Nem mais uma frase gasto para comentar com este post.

Augusto Kuettner de Magalhães disse...

Difícil é educá-los

Ao lermos o livro em questão, convém ter em atenção uma frase excelente que David Justino utiliza no respectivo prefácio:
…neste mundo virado do avesso que nos surpreende e atormenta dia a dia.

Muito importante e muito necessária esta frase, dado que apesar de estarmos menos bem relativamente a todos os outros, as incertezas, também na Educação são transversais a vários países e veja-se o que está de menos bom a acontecer, nesta área, no Reino Unido.
Logo, ao estarmos efectivamente menos bem e de facto termos que ficar – como?
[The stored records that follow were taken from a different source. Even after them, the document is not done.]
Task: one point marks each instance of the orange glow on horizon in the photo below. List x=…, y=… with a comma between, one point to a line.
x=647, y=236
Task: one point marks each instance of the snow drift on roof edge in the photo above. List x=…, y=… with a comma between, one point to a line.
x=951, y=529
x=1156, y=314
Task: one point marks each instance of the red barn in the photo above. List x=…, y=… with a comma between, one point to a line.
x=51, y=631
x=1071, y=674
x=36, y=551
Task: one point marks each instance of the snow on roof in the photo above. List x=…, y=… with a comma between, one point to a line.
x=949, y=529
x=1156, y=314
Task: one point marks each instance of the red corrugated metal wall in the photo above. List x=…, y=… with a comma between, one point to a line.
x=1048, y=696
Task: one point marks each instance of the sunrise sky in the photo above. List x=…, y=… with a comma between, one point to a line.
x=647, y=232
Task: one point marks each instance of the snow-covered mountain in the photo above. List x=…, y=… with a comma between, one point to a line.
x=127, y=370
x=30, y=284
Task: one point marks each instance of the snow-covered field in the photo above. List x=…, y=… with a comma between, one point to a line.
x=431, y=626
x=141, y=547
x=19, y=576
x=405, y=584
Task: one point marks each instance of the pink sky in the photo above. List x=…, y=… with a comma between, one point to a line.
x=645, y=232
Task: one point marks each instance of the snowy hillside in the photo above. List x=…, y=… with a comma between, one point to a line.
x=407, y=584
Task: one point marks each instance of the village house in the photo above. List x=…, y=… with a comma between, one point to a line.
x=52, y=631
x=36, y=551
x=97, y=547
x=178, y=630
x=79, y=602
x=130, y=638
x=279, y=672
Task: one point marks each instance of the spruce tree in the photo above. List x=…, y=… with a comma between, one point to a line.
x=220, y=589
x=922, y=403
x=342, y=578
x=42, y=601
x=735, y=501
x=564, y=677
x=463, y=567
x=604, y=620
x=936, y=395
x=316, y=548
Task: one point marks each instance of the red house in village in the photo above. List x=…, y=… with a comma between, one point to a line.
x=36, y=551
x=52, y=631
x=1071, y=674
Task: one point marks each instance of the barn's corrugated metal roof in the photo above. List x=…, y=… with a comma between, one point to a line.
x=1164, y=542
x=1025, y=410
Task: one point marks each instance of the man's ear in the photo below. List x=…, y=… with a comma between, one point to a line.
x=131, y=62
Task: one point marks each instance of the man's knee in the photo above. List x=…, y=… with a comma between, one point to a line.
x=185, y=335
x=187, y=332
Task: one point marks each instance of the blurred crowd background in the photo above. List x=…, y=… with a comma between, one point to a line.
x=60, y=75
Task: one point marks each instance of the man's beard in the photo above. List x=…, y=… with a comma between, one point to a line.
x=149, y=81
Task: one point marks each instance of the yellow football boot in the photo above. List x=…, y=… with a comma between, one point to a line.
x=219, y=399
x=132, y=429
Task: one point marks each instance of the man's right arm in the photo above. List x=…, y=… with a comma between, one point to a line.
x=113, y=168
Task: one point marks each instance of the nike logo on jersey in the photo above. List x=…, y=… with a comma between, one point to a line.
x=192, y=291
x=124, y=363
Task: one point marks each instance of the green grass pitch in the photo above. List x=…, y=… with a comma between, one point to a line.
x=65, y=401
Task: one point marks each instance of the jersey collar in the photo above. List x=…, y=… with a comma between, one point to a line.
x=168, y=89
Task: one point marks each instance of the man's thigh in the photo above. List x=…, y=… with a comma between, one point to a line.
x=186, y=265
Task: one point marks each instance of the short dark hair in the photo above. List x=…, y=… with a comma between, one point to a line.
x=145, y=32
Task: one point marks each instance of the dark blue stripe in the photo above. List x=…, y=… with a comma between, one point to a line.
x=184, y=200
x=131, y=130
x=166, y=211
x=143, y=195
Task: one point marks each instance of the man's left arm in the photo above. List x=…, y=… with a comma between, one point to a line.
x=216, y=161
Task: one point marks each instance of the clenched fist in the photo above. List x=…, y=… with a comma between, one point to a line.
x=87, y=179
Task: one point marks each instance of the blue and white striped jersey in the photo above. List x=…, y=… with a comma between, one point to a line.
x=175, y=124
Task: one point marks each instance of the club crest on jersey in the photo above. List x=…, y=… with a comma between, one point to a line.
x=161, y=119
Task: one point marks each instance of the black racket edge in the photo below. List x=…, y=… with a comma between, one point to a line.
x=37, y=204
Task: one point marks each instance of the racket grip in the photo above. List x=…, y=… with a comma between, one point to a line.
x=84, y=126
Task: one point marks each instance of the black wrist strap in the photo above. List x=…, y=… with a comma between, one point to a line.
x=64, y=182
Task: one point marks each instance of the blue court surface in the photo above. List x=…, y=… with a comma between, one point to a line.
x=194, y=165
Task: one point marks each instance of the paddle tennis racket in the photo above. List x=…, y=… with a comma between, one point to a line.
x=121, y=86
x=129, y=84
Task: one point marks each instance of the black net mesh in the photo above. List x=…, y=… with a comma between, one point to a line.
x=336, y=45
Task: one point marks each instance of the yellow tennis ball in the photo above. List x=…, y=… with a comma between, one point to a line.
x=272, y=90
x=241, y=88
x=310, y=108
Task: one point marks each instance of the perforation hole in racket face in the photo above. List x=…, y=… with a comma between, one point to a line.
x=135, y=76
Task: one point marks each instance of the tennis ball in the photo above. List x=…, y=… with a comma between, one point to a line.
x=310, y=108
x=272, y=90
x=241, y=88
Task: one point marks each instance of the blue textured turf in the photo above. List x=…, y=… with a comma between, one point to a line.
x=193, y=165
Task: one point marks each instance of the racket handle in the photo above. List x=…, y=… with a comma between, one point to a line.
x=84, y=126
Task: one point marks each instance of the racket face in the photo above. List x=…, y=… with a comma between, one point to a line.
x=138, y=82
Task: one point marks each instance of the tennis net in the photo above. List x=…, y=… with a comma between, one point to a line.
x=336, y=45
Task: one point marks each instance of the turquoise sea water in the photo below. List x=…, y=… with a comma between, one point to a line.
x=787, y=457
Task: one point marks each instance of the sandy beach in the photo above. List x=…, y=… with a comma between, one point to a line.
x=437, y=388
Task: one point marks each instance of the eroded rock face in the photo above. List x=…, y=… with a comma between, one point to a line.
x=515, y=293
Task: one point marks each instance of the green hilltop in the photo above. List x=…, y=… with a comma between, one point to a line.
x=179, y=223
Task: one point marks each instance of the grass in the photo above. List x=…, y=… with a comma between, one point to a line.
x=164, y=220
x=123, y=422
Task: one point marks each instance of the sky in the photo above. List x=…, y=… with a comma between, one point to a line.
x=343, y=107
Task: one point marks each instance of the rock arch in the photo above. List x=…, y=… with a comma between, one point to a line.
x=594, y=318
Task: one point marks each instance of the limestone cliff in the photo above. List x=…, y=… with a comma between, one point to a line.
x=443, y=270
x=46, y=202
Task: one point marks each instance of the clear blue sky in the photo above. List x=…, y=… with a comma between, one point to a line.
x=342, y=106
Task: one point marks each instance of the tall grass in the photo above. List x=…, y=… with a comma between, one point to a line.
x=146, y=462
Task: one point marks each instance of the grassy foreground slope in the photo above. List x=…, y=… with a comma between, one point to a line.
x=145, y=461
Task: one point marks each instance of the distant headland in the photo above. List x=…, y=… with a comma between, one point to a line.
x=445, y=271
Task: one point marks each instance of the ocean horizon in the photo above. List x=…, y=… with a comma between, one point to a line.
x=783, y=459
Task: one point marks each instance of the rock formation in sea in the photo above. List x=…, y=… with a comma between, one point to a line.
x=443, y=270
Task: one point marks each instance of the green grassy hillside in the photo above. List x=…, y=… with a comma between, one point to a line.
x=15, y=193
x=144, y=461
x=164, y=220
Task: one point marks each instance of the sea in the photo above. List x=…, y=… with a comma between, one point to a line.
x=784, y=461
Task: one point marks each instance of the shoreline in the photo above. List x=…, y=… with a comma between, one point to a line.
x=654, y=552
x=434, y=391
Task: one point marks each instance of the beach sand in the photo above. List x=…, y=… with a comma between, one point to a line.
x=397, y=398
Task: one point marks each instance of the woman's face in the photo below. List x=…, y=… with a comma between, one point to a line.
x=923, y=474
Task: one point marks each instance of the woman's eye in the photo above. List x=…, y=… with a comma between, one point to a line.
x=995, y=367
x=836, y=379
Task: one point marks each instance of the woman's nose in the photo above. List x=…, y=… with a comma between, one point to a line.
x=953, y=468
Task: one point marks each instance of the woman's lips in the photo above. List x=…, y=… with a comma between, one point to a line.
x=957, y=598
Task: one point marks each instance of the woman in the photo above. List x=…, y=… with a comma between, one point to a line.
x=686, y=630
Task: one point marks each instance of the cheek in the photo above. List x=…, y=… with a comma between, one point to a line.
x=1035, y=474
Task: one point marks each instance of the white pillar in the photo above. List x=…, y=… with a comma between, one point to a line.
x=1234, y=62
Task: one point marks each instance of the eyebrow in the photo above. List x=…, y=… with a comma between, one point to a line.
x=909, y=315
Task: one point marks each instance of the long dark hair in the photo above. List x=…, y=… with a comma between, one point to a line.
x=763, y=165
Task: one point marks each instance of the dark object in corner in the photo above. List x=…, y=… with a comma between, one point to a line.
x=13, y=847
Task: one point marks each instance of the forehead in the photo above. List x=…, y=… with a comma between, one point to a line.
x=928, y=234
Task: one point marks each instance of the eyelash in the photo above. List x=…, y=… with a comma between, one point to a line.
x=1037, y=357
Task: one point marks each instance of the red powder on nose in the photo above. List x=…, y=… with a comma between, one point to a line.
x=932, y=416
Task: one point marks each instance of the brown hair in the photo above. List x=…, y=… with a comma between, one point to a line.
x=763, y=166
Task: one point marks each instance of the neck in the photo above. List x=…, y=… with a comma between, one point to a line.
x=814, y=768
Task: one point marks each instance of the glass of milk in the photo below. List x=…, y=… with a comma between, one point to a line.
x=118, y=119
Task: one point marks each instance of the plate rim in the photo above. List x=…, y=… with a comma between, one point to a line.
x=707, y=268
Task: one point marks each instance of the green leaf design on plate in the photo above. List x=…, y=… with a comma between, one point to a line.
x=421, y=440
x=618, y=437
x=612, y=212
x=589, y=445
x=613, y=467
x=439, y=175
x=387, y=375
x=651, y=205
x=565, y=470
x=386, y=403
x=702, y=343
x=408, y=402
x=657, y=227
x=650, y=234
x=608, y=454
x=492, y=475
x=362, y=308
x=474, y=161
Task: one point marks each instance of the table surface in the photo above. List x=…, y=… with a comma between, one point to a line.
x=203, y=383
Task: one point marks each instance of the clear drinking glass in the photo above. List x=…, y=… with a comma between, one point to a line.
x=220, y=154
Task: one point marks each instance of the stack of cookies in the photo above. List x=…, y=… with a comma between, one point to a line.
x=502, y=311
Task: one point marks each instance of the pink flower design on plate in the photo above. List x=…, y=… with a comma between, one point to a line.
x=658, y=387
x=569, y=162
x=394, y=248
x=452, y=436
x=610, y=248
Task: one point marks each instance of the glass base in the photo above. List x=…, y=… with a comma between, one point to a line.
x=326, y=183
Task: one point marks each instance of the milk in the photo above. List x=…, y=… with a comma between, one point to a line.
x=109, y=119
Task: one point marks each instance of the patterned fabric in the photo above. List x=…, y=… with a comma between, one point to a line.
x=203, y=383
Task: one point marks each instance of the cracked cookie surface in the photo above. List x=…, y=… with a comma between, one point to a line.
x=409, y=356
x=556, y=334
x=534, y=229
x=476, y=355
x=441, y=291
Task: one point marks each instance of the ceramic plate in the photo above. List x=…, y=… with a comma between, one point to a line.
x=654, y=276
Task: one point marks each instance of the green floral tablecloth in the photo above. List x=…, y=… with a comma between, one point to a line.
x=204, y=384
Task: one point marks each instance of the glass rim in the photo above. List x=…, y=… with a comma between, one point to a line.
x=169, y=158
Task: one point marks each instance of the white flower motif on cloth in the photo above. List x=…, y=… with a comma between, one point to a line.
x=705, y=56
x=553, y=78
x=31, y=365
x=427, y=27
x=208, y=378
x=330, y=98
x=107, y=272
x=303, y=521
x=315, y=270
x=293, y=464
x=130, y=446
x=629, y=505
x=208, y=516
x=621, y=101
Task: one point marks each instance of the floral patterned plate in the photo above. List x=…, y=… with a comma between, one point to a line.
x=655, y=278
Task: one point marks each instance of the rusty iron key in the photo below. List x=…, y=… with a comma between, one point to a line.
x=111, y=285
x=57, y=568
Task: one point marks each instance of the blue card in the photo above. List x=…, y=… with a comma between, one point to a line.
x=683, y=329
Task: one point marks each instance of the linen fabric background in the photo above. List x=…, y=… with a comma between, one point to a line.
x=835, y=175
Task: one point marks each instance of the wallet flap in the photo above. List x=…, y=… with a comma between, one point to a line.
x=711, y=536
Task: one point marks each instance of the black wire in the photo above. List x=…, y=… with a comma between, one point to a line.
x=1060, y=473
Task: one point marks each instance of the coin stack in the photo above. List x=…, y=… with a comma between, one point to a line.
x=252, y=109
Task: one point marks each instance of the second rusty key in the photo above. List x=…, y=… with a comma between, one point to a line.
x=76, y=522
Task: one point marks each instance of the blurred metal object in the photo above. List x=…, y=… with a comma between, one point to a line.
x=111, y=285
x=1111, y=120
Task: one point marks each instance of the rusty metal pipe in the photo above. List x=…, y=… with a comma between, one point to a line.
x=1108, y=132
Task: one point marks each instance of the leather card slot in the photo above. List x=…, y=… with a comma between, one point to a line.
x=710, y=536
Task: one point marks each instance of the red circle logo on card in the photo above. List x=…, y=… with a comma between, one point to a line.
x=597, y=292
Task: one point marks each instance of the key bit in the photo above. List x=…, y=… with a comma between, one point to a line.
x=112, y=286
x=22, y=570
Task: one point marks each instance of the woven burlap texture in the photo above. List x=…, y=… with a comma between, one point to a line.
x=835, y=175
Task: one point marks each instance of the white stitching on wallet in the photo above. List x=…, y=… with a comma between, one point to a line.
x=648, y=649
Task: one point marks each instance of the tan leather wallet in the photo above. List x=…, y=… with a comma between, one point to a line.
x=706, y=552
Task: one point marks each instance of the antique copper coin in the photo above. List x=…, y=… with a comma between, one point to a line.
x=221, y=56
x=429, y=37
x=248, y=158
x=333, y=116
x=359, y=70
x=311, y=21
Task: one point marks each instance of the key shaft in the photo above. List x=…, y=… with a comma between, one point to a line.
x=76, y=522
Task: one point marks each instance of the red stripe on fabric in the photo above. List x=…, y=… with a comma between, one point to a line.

Quando ? - bem melhores, não podemos esquecer o contexto.
E, mesmo que muito divaguem quanto aos recentes resultados obtidos pelo nosso País no PISA, sejam por que foram comprados, seja pelo que possa ser, convém estudá-los e fazer algo mais, , também nesta área de positivamente diferente!
Para não ficarmos a sempre mal dizer e a não sair do sitio…….

Parabéns uma vez mais a DAVID JUTINO, por este seu excelente contributo.
Augusto Küttner de Magalhães

Richard Majece disse...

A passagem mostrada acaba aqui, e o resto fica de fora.